Defining the Hydrous Petrogenetic Grid: Experimental Constraints on Primitive Hydrous Magmas

定义含水成岩网格：原始含水岩浆的实验约束

• 批准号: 0610005
• 负责人: Gordon Moore
• 金额: $ 30.05万
• 依托单位: Arizona State University
• 依托单位国家: 美国
• 项目类别: Continuing Grant
• 财政年份: 2006
• 资助国家: 美国
• 起止时间: 2006-07-01 至 2010-06-30
• 项目状态: 已结题
• 来源: https://www.nsf.gov/awardsearch/showAward?AWD_ID=0610005&HistoricalAwards=false
• 关键词: Defining; Hydrous; Petrogenetic; Grid; Experimental

The study of volcanoes, including the processes in the earth that give rise to them, is an important part of earth sciences. This often awe-inspiring geologic process often disrupts human activity such as airline flights, and sometimes threatens the lives of the millions of people that live near volcanic centers. Therefore, there is much at stake that depends on our knowledge and understanding of this potentially deadly phenomenon. One important aspect of volcanoes that occur in arcs at destructive plate boundaries (known as subduction zones) is the role that volatile components such as H2O and CO2 play in the original melting of rock at high pressure and temperature. This melting process forms the magmas (molten rock and crystal mixtures) that are eventually erupted at the surface as lavas. It is well known that H2O and CO2 influence the initial melting temperature of the source rocks of volcanoes, determine the physical properties of the resulting magma (such as its density and viscosity), and fuel explosive eruptions (gas expansion). This project is focused on the influence of these volatile components on the chemistry of the melting process in the Earth's mantle.

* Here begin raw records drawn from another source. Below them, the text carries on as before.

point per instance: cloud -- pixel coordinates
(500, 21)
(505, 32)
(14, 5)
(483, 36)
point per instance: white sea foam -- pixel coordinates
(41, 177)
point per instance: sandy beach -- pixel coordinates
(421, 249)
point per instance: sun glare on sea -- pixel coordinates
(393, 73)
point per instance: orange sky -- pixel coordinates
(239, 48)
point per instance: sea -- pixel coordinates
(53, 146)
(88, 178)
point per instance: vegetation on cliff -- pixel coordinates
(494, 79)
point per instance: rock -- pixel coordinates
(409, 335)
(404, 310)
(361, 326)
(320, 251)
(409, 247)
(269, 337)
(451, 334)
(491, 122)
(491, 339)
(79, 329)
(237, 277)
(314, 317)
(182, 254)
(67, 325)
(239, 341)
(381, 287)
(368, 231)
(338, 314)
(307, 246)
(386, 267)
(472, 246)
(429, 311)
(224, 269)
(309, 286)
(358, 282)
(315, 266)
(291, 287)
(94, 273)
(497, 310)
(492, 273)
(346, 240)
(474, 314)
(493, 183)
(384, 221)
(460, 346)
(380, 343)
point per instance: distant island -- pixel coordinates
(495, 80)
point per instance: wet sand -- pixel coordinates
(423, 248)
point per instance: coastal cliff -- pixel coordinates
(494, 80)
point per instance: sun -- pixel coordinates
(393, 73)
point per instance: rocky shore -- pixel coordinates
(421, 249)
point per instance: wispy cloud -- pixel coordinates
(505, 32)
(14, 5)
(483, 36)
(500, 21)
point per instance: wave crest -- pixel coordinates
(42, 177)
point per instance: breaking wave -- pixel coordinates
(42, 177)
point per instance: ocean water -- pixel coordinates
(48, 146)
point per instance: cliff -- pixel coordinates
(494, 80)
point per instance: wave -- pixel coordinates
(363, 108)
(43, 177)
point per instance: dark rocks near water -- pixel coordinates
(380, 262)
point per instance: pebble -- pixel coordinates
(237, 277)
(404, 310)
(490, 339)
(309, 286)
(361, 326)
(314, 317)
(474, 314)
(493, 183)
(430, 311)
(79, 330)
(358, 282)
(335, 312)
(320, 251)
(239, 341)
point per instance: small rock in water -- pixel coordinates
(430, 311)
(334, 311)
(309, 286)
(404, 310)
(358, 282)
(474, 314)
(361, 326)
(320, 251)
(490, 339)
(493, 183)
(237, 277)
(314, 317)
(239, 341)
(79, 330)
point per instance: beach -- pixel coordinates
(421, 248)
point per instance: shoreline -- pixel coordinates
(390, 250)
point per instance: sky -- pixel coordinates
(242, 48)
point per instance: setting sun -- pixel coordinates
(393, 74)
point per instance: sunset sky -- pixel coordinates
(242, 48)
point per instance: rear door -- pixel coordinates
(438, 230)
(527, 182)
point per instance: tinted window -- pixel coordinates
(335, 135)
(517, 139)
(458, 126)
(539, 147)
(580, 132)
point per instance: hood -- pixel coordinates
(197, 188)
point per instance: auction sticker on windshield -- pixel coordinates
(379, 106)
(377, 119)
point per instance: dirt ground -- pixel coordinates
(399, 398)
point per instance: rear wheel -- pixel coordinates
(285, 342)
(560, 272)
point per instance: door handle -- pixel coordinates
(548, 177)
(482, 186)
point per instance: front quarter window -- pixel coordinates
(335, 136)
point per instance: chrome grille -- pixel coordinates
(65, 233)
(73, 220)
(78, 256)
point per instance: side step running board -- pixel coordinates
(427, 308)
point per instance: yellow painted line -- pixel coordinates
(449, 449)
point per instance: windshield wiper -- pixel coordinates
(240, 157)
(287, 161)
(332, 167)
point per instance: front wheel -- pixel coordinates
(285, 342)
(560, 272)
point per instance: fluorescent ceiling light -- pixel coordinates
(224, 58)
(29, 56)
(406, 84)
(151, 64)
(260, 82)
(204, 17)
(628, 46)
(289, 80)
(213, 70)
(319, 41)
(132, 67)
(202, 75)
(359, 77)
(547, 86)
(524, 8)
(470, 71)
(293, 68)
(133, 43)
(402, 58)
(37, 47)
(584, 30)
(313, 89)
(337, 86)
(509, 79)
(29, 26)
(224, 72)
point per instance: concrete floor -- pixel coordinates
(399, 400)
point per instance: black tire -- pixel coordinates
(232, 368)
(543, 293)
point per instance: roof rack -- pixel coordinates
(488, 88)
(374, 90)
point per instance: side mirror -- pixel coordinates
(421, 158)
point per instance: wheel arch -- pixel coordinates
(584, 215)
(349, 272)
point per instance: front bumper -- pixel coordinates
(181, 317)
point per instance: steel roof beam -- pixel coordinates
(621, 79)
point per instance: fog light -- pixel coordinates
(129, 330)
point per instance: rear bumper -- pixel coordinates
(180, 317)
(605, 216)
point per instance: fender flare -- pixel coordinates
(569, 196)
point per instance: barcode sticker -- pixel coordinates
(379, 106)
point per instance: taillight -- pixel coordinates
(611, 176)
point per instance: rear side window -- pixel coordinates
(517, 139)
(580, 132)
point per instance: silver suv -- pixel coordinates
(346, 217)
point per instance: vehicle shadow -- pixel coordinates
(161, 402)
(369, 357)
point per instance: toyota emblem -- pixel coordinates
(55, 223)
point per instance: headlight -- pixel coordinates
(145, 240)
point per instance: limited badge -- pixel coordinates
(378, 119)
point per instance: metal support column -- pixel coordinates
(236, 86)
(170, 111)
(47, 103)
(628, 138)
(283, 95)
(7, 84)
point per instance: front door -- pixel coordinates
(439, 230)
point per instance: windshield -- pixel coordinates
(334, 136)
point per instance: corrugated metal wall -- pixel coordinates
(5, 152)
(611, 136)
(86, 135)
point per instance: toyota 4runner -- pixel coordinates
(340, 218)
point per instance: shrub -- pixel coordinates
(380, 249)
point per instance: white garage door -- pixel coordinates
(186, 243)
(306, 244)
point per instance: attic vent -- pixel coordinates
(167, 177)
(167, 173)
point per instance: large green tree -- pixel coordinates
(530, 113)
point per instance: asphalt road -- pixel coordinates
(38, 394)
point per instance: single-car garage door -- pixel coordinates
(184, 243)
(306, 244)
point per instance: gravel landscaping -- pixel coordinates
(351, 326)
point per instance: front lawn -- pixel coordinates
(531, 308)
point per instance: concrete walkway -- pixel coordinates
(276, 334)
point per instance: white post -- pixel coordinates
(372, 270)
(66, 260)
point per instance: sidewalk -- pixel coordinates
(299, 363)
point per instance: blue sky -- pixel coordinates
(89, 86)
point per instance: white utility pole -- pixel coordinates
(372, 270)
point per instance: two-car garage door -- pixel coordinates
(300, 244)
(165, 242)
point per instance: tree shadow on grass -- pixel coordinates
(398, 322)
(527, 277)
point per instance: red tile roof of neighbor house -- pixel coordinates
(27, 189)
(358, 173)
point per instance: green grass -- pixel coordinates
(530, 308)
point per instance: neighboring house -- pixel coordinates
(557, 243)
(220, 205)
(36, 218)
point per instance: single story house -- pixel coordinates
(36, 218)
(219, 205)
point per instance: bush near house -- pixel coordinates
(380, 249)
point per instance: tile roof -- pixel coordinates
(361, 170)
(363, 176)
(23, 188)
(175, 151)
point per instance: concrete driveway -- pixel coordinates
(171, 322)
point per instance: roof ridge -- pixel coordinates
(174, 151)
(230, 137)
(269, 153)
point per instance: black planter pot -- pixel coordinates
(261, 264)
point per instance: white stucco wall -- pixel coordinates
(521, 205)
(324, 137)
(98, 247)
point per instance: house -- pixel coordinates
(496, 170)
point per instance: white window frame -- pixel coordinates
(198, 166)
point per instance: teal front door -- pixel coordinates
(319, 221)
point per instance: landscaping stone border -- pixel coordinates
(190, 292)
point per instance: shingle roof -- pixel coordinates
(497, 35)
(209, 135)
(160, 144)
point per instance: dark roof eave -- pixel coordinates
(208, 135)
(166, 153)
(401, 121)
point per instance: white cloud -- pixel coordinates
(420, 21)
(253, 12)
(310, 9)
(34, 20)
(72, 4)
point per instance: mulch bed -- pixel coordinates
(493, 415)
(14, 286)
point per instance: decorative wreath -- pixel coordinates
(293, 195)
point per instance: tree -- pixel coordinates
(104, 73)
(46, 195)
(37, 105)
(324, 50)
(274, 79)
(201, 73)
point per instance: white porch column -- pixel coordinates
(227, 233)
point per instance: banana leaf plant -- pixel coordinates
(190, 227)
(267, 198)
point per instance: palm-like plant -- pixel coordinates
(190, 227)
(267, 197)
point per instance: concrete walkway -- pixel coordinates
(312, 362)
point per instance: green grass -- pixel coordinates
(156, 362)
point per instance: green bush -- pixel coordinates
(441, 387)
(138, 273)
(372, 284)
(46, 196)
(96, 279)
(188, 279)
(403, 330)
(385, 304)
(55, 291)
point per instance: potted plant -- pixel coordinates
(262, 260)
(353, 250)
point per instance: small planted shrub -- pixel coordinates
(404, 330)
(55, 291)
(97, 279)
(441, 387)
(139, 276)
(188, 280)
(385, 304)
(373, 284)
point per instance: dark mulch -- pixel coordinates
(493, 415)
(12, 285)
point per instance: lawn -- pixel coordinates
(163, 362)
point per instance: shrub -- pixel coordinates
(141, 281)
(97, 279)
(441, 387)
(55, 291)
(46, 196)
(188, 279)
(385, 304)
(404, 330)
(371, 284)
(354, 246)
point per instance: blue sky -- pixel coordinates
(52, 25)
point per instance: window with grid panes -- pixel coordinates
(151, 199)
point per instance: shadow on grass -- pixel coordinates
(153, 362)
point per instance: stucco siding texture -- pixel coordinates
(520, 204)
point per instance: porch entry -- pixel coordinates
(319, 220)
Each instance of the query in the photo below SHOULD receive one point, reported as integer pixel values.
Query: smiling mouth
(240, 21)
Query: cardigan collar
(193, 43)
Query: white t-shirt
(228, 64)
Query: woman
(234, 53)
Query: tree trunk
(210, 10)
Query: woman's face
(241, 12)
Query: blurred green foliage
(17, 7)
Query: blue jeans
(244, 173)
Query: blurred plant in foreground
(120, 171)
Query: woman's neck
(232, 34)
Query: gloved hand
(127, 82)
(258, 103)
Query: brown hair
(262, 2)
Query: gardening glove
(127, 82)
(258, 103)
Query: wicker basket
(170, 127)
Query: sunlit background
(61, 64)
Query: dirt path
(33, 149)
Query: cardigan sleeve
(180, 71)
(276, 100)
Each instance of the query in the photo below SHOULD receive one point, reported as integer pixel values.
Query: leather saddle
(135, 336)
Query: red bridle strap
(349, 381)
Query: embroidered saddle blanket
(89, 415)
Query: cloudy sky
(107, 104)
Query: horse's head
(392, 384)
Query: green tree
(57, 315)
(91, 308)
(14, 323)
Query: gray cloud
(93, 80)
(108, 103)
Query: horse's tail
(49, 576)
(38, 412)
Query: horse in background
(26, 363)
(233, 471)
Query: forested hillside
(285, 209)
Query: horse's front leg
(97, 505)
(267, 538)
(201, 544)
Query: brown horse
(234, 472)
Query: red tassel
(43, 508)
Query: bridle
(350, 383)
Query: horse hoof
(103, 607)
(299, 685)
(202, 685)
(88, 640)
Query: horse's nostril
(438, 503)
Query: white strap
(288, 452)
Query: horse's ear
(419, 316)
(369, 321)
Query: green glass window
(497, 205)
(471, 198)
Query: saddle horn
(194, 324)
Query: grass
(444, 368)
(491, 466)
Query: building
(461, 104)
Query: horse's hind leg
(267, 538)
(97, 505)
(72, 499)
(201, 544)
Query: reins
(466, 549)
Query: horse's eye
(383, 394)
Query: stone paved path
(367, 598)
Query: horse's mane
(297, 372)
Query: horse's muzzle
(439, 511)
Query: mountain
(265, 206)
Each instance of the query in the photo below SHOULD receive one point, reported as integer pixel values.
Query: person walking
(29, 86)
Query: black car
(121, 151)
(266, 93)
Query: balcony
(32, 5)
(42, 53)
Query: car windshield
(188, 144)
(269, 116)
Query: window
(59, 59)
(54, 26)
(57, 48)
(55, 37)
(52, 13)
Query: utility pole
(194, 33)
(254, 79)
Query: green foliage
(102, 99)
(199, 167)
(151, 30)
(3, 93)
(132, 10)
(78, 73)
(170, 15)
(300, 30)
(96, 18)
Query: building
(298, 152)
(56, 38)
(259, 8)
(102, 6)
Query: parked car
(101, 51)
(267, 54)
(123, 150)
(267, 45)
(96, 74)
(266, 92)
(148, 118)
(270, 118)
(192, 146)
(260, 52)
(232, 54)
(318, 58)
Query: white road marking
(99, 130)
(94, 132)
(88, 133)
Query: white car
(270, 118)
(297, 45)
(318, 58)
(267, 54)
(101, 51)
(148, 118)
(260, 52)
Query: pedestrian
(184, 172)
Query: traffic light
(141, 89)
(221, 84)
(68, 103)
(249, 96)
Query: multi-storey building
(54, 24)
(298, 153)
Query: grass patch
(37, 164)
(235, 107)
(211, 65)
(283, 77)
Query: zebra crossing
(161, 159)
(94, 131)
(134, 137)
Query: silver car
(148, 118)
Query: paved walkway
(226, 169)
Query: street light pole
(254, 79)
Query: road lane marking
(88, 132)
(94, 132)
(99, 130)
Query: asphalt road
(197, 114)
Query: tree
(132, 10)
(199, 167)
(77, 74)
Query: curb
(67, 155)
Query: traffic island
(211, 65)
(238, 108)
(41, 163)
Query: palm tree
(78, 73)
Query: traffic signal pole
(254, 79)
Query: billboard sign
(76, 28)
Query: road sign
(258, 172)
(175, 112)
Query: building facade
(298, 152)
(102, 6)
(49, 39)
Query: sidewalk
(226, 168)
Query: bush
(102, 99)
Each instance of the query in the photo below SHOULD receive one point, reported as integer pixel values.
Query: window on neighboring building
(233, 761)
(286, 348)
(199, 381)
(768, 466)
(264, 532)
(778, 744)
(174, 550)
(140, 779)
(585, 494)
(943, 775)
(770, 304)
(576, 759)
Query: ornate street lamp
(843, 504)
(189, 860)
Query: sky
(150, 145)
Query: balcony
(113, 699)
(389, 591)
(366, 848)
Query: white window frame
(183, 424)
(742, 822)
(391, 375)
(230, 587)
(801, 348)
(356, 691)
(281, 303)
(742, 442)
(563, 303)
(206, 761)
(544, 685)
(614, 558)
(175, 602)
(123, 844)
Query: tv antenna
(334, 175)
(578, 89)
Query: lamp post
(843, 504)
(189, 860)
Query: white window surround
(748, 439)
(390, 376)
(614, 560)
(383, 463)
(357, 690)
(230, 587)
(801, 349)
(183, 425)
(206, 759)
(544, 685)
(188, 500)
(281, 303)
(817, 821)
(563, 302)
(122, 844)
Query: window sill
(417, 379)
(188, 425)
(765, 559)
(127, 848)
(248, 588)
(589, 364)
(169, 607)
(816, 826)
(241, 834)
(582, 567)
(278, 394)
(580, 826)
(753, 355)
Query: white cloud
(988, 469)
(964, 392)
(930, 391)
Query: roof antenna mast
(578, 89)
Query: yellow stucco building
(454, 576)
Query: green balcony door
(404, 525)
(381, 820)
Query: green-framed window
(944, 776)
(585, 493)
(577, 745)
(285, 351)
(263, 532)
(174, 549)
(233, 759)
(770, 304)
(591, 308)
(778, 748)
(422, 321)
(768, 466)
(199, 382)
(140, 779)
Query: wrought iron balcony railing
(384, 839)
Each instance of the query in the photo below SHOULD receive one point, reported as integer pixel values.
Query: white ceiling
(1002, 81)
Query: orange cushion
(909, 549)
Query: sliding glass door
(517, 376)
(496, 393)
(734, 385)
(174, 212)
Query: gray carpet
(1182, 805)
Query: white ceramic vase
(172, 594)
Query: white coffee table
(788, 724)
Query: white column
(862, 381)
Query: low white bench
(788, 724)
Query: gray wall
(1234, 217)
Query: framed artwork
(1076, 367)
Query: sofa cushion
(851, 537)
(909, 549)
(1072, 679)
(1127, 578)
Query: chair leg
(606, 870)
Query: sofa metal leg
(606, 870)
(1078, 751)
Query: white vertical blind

The knowledge gleaned from this project will help constrain the origins of the magmas that form volcanic arcs, their initial H2O and CO2 contents, and will contribute to our overall understanding of the processes that create volcanoes.The particular question that will be addressed by this experimental study is the influence of H2O on the silica activity of melts at mantle conditions. While it has been experimentally observed that mantle melts formed under hydrous conditions contain significantly higher silica contents, and melt at significantly lower temperatures, the fundamental relationships remain poorly constrained by experimental data. As a complement to existing constraints, this study will use experiments over a range of compositions (mafic to intermediate) to systematically measure how P, T, and variable fluid (H2O-CO2) composition influence the silica activity. The resulting data will enable a thermodynamic analysis showing the range of hydrous melts that could have been in equilibrium with the upper mantle, and thus will clarify the role (or the lack thereof) of H2O in the generation of primitive melts.

对火山的研究，包括地球上火山形成的过程，是地球科学的重要组成部分。这种令人惊叹的地质过程经常扰乱人类活动，例如航空航班，有时甚至威胁到生活在火山中心附近的数百万人的生命。因此，这在很大程度上取决于我们对这种潜在致命现象的了解和理解。破坏性板块边界（称为俯冲带）弧形火山发生的一个重要方面是，H2O 和 CO2 等挥发性成分在高压和高温下的岩石原始熔化中所起的作用。这种熔化过程形成岩浆（熔融岩石和晶体混合物），最终以熔岩的形式在地表喷发。众所周知，H2O和CO2影响火山源岩的初始熔化温度，决定所产生的岩浆的物理性质（例如其密度和粘度），并为爆炸性喷发（气体膨胀）提供燃料。该项目的重点是这些挥发性成分对地幔熔化过程化学的影响。从该项目中收集的知识将有助于确定形成火山弧的岩浆的起源、其初始的 H2O 和 CO2 含量，并将有助于我们对火山形成过程的整体理解。该实验将解决的特定问题研究的是H2O对地幔条件下熔体二氧化硅活性的影响。虽然实验观察到在含水条件下形成的地幔熔体含有显着较高的二氧化硅含量，并且在显着较低的温度下熔化，但基本关系仍然很少受到实验数据的约束。作为对现有限制的补充，本研究将使用一系列成分（镁铁质到中间质）的实验来系统地测量 P、T 和可变流体 (H2O-CO2) 成分如何影响二氧化硅活性。由此产生的数据将能够进行热力学分析，显示可能与上地幔处于平衡状态的含水熔体的范围，从而阐明水在原始熔体生成中的作用（或缺乏）。